Look, there are over  409,000 Google results for “email marketing tips.” You could spend a month reading about how to write the perfect subject line, what your first three emails should say, what words you NEVER use in an email.

And tools – boy do we have tools! Automated email campaigns, templates, behavior-based responses, CRM integration. You name it.

If you’re not careful, all these tips, guides and tools will completely waste your time with premature detail work.

Before you start playing with cool tools, crafting the perfect subject line, or randomly writing one-off broadcast emails to your entire customer list. Before you put down a SINGLE WORD – you need one thing: an email strategy.

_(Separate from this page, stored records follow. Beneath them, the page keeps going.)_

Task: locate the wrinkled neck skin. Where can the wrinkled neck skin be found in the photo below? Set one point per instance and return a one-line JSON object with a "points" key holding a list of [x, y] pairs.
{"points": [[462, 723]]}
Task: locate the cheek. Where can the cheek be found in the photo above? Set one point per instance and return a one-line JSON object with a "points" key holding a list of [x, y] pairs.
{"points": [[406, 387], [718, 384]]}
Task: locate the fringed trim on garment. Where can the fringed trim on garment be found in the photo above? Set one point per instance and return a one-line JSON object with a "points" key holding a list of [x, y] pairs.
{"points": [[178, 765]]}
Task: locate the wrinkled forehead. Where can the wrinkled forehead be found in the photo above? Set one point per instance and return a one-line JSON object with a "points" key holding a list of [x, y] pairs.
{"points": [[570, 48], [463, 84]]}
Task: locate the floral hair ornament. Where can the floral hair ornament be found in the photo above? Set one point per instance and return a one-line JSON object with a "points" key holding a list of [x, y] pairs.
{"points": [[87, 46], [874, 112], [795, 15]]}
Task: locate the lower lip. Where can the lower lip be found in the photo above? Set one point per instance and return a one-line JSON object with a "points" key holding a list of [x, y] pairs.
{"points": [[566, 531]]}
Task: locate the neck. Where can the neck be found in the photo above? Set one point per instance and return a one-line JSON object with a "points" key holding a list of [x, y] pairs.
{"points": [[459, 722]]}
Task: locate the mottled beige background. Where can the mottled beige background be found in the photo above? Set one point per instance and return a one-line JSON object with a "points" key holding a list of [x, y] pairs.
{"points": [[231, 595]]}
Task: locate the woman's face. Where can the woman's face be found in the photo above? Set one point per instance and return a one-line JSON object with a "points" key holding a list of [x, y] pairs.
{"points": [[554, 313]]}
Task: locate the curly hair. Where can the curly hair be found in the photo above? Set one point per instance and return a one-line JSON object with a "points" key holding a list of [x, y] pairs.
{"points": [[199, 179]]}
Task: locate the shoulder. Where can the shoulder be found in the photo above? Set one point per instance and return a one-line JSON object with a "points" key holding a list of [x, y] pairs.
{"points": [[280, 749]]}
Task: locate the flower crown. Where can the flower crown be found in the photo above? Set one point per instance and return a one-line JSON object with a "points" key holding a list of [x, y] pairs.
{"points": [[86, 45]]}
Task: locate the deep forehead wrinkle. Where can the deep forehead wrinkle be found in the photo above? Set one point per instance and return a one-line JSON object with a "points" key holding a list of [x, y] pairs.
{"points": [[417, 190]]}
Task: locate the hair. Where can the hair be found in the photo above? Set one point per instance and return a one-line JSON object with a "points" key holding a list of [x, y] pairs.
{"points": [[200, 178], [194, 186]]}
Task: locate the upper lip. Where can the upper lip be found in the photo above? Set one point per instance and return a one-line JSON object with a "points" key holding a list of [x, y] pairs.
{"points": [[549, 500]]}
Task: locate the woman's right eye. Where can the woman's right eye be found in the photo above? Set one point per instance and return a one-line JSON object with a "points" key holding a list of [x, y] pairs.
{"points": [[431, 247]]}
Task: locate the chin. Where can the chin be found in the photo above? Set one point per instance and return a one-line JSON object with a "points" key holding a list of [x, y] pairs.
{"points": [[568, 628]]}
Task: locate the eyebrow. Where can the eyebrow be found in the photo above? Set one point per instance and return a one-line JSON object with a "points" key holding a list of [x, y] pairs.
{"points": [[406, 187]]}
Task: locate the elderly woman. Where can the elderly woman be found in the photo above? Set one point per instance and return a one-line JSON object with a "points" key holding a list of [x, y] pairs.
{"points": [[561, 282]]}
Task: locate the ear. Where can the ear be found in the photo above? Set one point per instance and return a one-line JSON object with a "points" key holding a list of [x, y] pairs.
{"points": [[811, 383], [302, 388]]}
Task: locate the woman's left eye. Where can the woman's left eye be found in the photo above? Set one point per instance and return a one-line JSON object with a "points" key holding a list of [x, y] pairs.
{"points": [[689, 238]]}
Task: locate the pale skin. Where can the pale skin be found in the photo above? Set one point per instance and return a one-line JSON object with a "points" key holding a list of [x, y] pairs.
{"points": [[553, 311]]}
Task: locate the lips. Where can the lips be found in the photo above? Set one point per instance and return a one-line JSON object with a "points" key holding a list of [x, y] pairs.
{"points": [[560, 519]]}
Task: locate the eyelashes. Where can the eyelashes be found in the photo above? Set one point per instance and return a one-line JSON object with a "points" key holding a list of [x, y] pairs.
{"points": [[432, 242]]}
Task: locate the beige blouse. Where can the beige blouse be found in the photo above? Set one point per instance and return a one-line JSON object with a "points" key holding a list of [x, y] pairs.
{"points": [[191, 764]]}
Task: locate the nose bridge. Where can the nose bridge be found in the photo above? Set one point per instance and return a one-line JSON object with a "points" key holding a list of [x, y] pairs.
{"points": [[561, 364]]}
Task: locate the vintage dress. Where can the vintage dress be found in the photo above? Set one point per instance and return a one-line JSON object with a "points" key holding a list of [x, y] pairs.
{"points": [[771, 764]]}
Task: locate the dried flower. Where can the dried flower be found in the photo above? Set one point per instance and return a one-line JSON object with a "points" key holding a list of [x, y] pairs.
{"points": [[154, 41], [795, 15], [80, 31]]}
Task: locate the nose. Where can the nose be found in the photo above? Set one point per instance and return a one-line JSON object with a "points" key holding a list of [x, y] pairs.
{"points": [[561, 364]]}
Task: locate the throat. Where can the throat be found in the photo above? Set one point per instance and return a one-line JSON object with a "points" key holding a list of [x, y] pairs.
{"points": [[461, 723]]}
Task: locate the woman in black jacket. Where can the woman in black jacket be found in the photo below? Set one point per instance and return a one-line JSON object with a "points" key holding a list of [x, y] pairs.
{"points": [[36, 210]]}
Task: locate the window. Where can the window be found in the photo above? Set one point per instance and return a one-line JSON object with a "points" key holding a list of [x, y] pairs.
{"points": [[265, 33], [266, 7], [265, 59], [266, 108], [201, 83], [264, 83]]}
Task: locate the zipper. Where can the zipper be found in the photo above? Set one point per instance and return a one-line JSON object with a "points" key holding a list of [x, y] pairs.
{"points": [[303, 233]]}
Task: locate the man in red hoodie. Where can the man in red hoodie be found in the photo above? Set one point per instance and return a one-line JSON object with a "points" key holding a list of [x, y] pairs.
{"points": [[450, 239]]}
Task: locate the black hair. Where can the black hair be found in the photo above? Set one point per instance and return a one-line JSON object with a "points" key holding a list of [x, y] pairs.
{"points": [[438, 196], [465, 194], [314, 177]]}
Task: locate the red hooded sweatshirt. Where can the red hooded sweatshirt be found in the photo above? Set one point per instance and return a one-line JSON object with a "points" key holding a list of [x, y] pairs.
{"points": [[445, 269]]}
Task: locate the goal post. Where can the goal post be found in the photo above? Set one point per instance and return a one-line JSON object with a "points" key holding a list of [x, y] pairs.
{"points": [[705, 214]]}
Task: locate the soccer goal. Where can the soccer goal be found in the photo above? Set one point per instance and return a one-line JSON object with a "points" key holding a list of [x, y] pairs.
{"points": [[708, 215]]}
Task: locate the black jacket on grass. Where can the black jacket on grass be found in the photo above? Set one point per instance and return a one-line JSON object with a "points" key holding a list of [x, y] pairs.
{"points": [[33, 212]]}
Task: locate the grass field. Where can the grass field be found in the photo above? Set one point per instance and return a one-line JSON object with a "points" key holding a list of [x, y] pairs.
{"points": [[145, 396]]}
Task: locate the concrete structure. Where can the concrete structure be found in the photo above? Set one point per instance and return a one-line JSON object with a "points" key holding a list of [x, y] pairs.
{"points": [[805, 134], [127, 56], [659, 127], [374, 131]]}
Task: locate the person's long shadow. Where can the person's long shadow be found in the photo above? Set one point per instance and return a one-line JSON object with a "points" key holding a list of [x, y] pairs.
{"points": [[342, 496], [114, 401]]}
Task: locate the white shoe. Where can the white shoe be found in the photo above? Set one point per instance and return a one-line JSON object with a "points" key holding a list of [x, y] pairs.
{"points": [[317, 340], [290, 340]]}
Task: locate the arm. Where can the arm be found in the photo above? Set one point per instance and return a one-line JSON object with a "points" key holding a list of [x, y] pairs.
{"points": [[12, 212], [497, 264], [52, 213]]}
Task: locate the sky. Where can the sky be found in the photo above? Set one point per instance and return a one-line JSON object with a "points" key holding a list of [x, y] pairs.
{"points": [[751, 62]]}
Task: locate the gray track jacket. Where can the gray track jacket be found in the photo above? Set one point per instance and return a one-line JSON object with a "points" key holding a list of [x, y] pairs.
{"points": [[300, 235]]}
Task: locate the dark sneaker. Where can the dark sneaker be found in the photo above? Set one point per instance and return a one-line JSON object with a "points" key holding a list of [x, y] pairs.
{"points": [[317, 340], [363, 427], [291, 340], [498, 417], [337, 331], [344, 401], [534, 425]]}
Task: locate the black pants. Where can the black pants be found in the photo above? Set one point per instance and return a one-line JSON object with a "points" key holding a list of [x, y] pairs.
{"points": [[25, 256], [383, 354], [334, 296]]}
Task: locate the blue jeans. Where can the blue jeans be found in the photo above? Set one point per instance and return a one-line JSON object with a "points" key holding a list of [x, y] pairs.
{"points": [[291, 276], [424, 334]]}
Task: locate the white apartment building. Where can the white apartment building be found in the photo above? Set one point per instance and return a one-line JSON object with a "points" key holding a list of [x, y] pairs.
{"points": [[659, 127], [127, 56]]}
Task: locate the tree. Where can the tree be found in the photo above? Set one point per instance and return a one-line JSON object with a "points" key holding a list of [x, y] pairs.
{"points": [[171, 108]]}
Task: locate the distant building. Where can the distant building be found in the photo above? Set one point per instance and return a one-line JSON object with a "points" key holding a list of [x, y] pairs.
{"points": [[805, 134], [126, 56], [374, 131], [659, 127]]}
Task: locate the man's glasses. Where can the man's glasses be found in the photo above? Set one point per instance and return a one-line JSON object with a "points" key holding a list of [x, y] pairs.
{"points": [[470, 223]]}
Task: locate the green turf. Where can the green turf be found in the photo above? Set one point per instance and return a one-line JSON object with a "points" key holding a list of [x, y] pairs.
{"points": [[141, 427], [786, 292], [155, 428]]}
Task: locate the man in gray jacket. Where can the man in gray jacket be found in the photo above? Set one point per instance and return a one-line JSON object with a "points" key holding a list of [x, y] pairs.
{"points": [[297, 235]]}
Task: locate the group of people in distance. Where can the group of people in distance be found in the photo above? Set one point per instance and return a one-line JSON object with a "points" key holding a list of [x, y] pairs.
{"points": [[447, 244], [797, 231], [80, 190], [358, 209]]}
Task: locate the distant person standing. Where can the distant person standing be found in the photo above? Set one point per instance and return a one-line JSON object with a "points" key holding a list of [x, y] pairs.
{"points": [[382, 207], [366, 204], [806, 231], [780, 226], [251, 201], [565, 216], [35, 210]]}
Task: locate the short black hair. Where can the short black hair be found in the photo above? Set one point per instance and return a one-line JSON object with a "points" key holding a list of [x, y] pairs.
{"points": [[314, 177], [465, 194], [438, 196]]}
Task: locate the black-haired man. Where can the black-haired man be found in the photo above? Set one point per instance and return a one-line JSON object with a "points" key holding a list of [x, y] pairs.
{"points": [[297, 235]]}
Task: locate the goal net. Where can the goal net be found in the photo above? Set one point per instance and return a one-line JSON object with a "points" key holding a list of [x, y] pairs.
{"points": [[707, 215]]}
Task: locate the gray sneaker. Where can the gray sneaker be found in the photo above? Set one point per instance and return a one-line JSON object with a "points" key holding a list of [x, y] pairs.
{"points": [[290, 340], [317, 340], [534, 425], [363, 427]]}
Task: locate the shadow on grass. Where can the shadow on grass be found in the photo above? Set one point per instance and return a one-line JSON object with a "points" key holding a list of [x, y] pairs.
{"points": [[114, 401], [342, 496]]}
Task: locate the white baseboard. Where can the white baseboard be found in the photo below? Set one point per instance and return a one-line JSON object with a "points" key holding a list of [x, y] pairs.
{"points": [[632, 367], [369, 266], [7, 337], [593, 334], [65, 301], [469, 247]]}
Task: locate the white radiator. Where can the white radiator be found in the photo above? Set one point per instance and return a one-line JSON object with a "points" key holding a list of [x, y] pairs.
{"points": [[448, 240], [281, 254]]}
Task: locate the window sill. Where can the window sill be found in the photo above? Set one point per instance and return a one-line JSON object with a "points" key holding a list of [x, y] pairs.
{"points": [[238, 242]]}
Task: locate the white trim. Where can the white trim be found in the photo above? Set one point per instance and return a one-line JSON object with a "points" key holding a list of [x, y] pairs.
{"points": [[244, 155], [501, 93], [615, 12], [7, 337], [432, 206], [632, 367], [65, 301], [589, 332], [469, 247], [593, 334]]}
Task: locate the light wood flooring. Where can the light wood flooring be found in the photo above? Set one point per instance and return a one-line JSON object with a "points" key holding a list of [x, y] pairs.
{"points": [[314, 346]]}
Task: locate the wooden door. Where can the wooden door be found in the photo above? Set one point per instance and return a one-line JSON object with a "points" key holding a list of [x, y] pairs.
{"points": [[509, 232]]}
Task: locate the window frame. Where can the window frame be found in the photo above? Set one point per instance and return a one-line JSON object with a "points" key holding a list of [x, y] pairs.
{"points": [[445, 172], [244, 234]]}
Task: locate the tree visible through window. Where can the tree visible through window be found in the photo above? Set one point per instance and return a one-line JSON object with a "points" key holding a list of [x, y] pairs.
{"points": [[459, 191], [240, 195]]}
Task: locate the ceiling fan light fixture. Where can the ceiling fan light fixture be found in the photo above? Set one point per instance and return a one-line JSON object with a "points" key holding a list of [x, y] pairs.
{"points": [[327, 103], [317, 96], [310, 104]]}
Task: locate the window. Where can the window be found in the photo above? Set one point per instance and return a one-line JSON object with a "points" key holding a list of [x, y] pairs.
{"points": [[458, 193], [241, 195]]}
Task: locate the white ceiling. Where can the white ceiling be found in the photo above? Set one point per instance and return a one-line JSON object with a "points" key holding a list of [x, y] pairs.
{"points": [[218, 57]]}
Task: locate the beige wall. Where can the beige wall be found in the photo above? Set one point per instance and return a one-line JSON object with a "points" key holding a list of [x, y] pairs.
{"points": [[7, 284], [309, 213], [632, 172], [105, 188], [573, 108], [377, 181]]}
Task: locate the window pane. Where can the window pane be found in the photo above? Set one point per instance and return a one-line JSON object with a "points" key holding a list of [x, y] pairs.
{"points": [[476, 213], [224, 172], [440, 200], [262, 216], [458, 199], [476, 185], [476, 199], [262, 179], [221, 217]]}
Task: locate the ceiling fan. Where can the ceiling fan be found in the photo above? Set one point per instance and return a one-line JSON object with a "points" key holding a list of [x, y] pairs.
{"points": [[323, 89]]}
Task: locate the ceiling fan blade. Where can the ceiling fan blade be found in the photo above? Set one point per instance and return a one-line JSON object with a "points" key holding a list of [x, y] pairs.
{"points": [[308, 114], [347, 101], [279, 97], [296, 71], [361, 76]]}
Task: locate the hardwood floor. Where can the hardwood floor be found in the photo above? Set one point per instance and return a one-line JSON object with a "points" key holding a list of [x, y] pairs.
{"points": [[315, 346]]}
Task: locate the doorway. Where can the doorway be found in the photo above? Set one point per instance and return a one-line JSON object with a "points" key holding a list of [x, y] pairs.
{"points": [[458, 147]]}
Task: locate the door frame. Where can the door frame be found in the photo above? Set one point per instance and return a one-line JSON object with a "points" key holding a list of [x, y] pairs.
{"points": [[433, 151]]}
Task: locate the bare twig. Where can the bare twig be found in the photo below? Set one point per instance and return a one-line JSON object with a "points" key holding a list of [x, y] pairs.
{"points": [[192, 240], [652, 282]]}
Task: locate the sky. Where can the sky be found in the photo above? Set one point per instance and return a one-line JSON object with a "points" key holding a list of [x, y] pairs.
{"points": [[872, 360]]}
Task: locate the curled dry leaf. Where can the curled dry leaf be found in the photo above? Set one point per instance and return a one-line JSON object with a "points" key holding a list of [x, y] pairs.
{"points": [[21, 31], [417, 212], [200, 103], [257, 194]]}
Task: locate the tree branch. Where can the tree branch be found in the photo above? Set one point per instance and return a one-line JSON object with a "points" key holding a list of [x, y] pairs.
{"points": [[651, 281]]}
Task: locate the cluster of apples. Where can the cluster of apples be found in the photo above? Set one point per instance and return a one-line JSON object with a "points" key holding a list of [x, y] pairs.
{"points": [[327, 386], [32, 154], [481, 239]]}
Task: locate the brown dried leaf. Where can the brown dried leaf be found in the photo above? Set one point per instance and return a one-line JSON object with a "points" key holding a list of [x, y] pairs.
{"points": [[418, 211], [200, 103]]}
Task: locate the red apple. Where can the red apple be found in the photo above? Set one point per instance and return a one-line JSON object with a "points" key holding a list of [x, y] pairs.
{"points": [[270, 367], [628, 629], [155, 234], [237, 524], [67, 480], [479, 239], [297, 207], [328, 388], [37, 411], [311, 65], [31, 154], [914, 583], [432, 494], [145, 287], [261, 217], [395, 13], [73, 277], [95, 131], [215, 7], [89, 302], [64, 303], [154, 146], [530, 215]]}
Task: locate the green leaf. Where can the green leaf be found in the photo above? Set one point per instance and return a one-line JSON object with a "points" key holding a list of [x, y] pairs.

Here are three things you can do today to get a grip on your email strategy:

1. Set a goal, determine your objective.

If you are looking to run an email campaign, chances are you already have a goal in mind. You need a goal AND an objective. They are not the same thing.

What do you want to achieve? That’s your goal.

How will you know you achieved it? That’s your objective.

  • Goal: Sell more amazing glow-in-the-dark, underwater toasters.
  • Objective: Increase sales by 10% in the next quarter.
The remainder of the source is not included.